Figure 2. Spatial distribution of colonisation of modified P. fluorescens on roots. (a) Colonisation distribution of our bacteria on roots with smaller root size. (b) Colonisation distribution of our bacteria on roots with bigger root size. (c) Part of experimental results from previous research on root colonisation of P. fluorescens [11]. (d) Our experimental measurement of spatial distribution of colonisation of modified P. fluorescens on the root of Arabidopsis thaliana (Discover more in our WetLab page).

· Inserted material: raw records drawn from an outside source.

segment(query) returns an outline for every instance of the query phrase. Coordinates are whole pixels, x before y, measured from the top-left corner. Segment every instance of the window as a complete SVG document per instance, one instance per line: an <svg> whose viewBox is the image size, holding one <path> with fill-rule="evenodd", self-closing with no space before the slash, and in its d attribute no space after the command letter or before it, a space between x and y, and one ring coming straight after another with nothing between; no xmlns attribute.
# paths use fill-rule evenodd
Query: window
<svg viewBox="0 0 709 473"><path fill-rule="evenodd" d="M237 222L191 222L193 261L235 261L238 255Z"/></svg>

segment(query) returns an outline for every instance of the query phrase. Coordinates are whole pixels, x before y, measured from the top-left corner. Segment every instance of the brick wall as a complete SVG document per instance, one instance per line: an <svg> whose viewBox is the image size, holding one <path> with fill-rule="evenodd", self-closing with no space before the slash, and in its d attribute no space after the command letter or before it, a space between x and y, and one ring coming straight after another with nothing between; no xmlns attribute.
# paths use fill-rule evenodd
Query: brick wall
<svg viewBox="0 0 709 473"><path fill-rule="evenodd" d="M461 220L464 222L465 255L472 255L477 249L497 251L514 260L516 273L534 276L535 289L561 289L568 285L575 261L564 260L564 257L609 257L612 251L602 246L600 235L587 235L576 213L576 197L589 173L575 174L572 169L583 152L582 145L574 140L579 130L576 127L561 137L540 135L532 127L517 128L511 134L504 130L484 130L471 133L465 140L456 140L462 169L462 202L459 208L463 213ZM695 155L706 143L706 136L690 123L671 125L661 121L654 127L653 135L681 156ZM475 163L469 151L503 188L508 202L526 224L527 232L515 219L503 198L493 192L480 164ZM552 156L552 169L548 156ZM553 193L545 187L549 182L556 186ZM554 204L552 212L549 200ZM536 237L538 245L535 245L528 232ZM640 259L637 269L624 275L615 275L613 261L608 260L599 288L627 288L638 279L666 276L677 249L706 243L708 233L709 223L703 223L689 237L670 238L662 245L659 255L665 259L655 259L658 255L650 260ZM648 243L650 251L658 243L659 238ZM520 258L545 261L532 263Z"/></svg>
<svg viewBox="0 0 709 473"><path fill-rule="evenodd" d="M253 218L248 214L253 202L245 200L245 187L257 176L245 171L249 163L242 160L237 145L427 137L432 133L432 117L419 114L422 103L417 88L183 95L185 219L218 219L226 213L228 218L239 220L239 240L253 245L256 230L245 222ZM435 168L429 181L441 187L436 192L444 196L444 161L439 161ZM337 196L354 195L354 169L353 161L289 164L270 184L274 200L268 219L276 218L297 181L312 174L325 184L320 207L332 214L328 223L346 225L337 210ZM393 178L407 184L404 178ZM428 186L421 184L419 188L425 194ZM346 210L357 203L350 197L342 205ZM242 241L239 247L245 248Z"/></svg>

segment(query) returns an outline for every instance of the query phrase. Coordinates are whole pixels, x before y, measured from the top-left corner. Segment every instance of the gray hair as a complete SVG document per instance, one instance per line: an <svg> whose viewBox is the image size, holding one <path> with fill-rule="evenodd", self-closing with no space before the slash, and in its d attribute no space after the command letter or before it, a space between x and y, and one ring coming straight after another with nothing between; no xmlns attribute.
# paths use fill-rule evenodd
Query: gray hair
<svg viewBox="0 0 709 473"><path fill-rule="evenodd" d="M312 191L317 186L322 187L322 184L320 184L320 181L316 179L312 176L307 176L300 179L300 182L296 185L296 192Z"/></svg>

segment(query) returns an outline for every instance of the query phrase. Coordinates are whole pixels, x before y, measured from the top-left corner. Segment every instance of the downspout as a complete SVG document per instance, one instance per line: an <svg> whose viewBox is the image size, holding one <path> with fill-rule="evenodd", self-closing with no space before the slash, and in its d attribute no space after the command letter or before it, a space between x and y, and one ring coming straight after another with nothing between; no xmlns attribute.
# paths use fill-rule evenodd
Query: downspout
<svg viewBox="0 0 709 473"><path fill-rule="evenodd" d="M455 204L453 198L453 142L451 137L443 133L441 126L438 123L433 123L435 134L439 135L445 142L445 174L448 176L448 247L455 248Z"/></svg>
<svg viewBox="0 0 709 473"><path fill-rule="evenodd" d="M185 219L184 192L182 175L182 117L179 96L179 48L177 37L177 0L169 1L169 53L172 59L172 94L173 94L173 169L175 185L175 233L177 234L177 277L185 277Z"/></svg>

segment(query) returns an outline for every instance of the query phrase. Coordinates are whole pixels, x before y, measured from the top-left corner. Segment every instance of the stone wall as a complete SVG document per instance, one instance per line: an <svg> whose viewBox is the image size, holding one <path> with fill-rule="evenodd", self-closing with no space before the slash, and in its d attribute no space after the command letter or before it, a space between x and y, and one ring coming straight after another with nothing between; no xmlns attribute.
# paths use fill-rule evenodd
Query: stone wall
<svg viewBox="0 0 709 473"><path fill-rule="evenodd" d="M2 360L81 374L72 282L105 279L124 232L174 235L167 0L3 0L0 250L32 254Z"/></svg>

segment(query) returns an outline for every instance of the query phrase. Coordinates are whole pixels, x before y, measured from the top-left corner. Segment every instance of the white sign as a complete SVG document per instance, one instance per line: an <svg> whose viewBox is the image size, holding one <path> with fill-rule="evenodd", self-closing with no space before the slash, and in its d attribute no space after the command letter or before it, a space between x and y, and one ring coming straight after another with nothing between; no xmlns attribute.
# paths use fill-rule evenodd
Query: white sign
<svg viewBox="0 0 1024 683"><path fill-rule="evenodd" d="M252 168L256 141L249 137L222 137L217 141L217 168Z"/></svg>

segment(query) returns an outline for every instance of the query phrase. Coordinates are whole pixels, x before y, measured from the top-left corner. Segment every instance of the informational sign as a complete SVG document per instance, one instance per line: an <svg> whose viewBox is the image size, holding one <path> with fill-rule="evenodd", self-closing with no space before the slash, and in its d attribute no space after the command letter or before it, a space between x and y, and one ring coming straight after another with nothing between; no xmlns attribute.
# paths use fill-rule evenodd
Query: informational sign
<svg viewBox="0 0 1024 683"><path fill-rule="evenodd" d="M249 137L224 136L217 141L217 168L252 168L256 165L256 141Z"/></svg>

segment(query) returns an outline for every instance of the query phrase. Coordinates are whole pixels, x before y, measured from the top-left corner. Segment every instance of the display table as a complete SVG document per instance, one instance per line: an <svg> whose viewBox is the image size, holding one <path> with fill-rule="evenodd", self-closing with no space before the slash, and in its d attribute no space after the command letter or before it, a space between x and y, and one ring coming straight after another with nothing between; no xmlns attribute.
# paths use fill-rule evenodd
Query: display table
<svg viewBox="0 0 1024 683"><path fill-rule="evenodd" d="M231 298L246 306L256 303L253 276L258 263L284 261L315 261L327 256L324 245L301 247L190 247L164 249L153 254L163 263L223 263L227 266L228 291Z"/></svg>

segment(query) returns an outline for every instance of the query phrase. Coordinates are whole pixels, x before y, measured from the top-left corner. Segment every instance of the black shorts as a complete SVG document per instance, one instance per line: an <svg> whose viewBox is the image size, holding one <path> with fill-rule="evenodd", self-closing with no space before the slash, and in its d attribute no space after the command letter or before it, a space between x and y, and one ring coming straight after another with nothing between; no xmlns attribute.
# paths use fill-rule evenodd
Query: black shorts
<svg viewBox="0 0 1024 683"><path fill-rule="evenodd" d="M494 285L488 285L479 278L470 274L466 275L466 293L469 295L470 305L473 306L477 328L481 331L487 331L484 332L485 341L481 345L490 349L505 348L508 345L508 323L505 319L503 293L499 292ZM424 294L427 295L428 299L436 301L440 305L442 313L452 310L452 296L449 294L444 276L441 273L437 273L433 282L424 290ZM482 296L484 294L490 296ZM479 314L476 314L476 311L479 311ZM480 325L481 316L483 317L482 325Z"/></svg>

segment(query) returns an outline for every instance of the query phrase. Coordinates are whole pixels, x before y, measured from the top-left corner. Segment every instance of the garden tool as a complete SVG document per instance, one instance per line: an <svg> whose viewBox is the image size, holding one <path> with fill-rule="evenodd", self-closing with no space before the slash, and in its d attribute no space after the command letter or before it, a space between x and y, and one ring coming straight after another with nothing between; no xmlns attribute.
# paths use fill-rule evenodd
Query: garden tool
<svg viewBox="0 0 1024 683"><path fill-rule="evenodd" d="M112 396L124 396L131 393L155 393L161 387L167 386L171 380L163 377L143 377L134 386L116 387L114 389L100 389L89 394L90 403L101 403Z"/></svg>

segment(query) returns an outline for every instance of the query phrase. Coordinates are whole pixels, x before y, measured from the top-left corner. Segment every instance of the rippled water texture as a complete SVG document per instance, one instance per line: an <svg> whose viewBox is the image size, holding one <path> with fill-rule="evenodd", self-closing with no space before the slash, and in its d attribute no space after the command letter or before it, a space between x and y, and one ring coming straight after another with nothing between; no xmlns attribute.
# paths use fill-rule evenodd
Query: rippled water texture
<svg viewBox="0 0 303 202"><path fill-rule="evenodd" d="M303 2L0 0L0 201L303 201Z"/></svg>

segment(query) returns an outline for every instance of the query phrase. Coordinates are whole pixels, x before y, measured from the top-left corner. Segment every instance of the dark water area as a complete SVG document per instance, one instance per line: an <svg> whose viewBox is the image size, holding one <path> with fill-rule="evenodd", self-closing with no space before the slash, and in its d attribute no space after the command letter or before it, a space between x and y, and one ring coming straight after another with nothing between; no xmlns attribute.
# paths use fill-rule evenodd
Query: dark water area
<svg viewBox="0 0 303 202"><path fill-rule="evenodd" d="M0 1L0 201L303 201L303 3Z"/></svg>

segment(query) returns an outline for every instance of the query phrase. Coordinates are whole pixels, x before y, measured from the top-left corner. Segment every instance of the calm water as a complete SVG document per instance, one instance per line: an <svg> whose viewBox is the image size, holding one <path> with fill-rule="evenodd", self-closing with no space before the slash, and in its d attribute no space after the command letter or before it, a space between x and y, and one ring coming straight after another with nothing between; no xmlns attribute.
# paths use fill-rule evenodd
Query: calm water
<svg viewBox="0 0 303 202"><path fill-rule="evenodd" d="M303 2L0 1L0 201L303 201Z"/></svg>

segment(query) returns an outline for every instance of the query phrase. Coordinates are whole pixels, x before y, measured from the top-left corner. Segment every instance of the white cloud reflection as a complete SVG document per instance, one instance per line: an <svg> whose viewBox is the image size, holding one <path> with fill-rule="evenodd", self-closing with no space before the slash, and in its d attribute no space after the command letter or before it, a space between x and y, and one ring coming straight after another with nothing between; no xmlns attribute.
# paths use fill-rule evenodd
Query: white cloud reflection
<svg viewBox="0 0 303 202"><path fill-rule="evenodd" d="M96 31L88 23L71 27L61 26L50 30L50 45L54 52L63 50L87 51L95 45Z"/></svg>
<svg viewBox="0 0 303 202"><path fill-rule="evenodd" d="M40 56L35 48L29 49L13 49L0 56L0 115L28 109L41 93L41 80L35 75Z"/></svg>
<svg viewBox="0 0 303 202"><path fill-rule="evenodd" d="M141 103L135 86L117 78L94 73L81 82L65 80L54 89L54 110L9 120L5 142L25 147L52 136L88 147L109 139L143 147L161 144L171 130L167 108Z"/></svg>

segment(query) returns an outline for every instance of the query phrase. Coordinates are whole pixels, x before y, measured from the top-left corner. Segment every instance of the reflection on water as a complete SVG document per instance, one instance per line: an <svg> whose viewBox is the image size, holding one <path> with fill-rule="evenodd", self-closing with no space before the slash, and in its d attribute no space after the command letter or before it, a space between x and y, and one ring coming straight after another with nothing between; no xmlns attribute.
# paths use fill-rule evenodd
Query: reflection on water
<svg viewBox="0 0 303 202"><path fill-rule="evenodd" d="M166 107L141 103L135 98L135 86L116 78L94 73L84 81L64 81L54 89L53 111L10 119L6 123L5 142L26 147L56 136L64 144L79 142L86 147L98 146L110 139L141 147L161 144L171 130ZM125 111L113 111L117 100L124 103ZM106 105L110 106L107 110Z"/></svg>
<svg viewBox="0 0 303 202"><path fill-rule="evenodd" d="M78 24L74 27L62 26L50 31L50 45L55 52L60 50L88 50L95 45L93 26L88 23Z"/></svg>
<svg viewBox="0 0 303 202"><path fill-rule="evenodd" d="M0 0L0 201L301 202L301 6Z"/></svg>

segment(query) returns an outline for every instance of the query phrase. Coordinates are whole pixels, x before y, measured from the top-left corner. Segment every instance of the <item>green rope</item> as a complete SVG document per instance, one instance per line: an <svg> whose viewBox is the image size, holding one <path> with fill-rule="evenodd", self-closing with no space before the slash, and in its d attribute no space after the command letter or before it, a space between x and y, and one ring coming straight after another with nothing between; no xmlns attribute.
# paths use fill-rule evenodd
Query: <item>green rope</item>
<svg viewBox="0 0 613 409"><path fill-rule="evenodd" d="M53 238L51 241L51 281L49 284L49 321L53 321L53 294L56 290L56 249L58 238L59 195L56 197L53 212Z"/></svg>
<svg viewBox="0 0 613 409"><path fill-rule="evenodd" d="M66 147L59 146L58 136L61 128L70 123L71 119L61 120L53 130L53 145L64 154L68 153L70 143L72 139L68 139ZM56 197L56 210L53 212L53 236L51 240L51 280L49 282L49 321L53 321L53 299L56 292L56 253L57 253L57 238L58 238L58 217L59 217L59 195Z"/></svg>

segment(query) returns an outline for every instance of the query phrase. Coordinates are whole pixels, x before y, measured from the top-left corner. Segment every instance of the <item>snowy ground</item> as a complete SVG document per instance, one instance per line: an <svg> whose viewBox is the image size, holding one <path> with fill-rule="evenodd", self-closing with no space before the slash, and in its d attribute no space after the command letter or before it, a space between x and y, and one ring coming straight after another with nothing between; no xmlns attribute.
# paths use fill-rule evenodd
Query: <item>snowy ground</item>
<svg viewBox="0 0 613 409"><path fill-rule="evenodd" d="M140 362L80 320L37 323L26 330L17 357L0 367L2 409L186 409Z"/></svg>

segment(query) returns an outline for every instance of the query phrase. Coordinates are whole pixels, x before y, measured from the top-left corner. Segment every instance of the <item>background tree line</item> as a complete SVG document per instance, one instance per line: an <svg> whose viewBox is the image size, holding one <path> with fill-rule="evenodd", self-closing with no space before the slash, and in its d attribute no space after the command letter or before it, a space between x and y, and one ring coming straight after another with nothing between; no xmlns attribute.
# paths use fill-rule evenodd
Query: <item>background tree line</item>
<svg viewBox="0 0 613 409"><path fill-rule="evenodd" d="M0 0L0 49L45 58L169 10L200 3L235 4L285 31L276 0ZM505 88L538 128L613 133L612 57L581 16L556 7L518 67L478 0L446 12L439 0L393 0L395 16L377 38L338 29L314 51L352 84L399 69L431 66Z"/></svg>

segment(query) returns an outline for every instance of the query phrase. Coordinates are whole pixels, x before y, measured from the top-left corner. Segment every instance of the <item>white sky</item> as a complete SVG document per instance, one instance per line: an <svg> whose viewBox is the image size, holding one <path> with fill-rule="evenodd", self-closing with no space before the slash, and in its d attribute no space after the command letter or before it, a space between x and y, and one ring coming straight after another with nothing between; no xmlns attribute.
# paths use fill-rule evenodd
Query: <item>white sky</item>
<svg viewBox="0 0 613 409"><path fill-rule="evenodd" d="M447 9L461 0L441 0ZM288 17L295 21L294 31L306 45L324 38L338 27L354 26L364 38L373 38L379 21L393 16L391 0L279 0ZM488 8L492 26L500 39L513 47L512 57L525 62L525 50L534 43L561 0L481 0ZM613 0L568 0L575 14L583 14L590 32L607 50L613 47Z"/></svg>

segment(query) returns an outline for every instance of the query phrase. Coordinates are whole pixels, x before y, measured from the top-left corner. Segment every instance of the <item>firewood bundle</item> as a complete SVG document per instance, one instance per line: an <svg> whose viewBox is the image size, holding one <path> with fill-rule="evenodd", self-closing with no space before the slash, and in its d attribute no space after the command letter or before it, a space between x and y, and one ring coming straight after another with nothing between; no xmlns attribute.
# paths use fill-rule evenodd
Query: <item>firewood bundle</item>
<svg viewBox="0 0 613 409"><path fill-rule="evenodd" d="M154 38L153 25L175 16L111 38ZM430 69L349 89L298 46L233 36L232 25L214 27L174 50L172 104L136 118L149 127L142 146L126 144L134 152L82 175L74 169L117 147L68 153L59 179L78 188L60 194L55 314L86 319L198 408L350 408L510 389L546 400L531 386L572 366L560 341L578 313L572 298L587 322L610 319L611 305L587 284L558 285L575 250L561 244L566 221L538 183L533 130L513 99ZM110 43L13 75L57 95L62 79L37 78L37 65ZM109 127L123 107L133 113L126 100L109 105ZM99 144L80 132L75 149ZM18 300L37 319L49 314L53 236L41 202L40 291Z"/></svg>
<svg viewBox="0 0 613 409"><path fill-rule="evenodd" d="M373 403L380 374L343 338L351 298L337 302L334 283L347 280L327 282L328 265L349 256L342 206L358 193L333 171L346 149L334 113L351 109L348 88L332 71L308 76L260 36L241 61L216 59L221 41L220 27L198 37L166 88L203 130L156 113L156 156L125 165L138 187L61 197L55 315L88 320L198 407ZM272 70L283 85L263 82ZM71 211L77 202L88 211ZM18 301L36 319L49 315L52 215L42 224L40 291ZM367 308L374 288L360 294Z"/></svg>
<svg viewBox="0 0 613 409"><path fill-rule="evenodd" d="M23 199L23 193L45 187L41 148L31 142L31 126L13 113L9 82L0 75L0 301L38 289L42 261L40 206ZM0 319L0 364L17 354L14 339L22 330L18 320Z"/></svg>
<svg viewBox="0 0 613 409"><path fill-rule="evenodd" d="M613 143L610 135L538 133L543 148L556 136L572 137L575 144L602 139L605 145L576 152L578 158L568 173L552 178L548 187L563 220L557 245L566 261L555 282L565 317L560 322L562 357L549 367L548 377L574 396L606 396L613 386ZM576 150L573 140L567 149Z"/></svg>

We modelled the spatial distribution of the modified P. fluorescens on the root by adding the population of our bacteria for each root region from 30 simulations; the darker colours are where more colonies are likely to be found (Figure 2a and 2b). Given the comparable root lengths between wheat and cherry trees, we utilized wheat data for a comprehensive comparison (Figure 2c). We can observe that our bacteria will colonise mostly in the first 6 cm underground on root, and the colonisations are showing a decreasing gradient from top layer to deeper layer of the roots in the soil (Figure 2a and 2b), as shown in the wheat root (Figure 2c). Moreover, we experimentally measured the colonisation patterns of our bacteria on the root of Arabidopsis thaliana. Our model's findings corresponded with the observed data from the wet lab (Figure 2c). This means the model can capture the essential aspects of the real-world system.

Colonisation Dynamics

Figure 3. Example plots of colonisation dynamics of P. fluorescens on the root. 4 graphs show 4 different parameter conditions to the system. (a) Water-content-of-soil: 14%; root-cc: 200000; competition-death-rate: 0.014 /h; max-cell-growth-rate: 0.4 /h. (b) Water-content-of-soil: 30%; root-cc: 200000; competition-death-rate: 0.014 /h; max-cell-growth-rate: 0.5 /h. (c) Water-content-of-soil: 22%; root-cc: 400000; competition-death-rate: 0.25 /h; max-cell-growth-rate: 0.5 /h. (d) Water-content-of-soil: 22%; root-cc: 500000; competition-death-rate: 0.014 /h; max-cell-growth-rate: 0.5 /h. The blue line shows the population dynamics of the natural P. fluorescens with error bars. The orange line shows the population dynamics of the modified P. fluorescens with error bars. The red line is the standard line of 50% of colonisation efficiency for comparing the dynamic patterns.

We conducted a parameter sweep, exploring combinations of parameter values through an extensive series of simulations. Here we show four example plots from different parameter conditions with 30 repetitions for each condition, which leads to different colonisation dynamic patterns (Figure 3). Within the simulation time, the population of natural P. fluorescens and modified P. fluorescens will reach steady states, or constant levels, after around four to nine days. This means if we want to apply our product to the orchard, it would be better to apply it at least ten days earlier to make sure our product works for the plants (see Model Suggestions below).

Predictability of the Microbial Community Model

graph Random Forest regression for Microbial community model

Figure 4. Random Forest regression for Microbial Community model. The blue dots are the output values (i.e., colonisation efficiency) from both trained data and predicted data. The red line is the regression line of the data points.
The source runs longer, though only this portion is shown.